In fact, SpaceX was founded in 2002 and has successfully developed and launched the Falcon 9 rocket, Falcon Heavy rocket and Crew Dragon spacecraft. It’s currently developing the Super Heavy rocket and Starship spacecraft.
“It gives you a sense of how long it takes to deploy (new vehicles),” said Phil Smith, a space industry analyst at analytics and engineering firm BryceTech. “During that time frame, we have not seen the launch of SLS or Orion with the crew.”
Rise of China
China has also used this time to grow its space prominence.
The country has landed a rover on the far side of the moon, placed another rover on Mars and housed taikonauts (Chinese astronauts) on a Chinese space station circling the Earth.
It has plans to send humans to the moon, but many hesitate to call it a race.
“We already got to the moon,” said Victoria Samson, the Washington office director for the Secure World Foundation, a nonprofit that focuses on space sustainability.
Dreier said China has not indicated that it’s attempting to reach the moon before the next batch of American astronauts. And there isn’t a tactical military advantage from being on the moon. It’s too far away.
U.S. military reports have identified China as a threat in low-Earth orbit, where the country could target U.S. satellites or create unnecessary debris. But China’s civil space program doesn’t appear to be aggressive, Dreier said.
Still, experts recognize that the country — or coalition of countries — that gets to the moon next will create the rules for deep space exploration.
“What we’re competing over really is who gets to establish the norms of behavior,” said Todd Harrison, managing director of Metrea Strategic Insights, a national security strategy and policy analysis group. “The de facto practices for how things will work in deep space.”
The 1967 Outer Space Treaty, for instance, prohibits countries from owning territory on the moon or any other celestial body. But it’s vague about whether countries can own resources collected from the moon. NASA and its allies that have signed the Artemis Accords would like countries and companies to be able to own rocks, water and other resources taken from the moon. It would be like keeping a fish caught in international waters.
China might want a different resource policy, Harrison said.
And as alluded to by NASA Administrator Nelson, China’s moon activities would become a concern if the country gets to the South Pole and prevents other nations from mining the frozen water that’s believed to be in the moon’s shadowy craters. Water can be split into hydrogen and oxygen and then turned into liquid hydrogen and liquid oxygen for rocket propellant. It could be cheaper to make propellant required for return trips home than to carry it to the moon from Earth.

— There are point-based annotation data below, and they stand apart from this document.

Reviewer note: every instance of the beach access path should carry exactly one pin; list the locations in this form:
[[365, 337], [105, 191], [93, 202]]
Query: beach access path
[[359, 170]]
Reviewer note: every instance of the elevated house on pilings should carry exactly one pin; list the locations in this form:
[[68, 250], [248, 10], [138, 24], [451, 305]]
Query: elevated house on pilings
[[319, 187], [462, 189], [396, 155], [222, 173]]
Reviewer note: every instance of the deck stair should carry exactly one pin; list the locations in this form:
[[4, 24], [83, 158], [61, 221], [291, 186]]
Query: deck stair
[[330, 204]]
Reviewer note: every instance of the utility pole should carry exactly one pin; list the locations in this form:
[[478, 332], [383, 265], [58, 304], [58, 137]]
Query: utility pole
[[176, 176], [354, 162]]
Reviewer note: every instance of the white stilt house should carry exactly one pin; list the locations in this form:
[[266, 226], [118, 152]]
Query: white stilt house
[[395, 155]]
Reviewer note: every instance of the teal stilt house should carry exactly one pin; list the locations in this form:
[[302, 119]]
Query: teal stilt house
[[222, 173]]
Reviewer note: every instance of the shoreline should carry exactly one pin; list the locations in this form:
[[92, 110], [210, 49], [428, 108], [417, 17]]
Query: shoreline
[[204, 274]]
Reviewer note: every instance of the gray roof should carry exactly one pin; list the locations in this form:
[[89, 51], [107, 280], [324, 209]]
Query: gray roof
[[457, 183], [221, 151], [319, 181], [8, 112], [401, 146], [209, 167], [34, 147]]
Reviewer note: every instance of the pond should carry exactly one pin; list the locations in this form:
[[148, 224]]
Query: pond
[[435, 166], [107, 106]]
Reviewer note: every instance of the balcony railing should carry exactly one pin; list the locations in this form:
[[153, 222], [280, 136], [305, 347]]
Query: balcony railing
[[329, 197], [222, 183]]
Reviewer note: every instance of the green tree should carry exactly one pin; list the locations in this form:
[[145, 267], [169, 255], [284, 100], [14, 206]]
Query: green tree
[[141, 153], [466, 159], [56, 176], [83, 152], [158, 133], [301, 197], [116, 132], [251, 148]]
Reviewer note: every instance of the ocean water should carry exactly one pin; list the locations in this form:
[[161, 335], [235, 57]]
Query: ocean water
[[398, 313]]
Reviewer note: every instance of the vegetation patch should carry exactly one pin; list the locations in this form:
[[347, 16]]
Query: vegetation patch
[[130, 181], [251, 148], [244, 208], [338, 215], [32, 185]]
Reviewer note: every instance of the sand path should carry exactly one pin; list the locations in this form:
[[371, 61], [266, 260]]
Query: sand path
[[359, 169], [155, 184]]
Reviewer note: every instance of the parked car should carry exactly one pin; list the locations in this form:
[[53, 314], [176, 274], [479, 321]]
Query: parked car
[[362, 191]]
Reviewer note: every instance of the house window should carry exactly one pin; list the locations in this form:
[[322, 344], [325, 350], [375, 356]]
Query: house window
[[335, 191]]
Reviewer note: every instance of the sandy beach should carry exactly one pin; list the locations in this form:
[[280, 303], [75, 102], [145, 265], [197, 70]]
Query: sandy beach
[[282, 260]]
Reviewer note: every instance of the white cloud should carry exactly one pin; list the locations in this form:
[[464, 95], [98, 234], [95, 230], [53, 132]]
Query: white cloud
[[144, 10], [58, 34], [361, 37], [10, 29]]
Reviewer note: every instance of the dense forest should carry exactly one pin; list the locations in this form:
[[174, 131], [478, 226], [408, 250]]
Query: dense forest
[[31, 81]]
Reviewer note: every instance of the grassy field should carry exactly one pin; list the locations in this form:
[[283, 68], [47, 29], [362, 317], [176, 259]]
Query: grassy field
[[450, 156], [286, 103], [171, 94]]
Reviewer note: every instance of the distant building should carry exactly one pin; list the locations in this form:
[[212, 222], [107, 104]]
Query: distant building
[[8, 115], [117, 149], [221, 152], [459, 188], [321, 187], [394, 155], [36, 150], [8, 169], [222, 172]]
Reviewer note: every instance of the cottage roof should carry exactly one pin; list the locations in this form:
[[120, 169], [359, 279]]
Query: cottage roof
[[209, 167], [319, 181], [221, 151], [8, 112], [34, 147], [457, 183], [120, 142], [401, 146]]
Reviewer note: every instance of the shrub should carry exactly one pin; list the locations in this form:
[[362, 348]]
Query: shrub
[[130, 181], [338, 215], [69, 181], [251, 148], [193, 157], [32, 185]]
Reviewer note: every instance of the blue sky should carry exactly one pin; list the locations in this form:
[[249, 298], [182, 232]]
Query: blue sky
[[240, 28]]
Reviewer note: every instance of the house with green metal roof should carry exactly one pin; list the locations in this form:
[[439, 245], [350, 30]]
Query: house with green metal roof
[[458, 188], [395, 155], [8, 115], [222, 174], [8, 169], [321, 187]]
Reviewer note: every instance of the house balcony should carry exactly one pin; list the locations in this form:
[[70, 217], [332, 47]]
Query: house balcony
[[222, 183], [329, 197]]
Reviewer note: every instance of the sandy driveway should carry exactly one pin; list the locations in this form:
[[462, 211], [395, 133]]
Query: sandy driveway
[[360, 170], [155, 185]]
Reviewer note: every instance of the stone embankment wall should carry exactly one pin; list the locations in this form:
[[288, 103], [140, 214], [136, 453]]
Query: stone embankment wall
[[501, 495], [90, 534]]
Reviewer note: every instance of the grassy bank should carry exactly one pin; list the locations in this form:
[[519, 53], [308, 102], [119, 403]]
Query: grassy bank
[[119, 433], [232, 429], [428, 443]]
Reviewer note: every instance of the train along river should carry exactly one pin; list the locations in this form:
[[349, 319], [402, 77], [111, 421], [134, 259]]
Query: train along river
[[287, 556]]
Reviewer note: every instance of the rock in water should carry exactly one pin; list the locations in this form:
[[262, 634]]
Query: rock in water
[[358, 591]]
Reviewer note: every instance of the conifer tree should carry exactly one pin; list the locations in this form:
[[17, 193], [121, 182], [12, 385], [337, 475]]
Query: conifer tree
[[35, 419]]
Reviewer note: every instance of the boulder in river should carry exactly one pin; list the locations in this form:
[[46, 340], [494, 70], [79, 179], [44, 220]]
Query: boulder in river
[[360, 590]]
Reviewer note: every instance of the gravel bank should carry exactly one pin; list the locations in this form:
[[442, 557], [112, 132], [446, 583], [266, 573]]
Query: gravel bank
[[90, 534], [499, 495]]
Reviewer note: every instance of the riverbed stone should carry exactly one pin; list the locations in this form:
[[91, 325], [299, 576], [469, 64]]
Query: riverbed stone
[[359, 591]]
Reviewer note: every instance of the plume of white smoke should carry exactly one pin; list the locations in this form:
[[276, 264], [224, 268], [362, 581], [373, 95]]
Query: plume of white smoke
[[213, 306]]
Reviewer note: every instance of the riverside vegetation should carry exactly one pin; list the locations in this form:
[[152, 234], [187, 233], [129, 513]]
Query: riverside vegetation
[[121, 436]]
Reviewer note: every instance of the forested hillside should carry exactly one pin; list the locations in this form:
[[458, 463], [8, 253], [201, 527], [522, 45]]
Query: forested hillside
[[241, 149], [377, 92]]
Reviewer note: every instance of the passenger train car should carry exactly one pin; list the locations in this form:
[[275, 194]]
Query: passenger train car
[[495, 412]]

But the moon is large, Dreier said, and there should be enough space for both countries at the South Pole.
“The symbolism, I think, is what’s at stake rather than any direct conflict at the moon,” he said.
Liftoff
But first, NASA must get its moon rocket off the ground. And that effort has been stymied in recent months.
The first launch attempt on Aug. 29 was scrubbed because NASA was uncertain that one of its rocket engines was at the proper temperature to handle super-cold propellant. Liquid oxygen is kept at minus 297 degrees Fahrenheit and liquid hydrogen is kept at minus 423 degrees Fahrenheit. Hydrogen leaks were also an issue.
The Sept. 3 launch attempt was scrubbed due to a liquid hydrogen leak.
When Artemis I does finally launch, the Space Launch System will become the world’s most powerful rocket. And the Orion spacecraft’s 40,000-mile voyage beyond the moon will be the farthest any spacecraft built for humans has flown.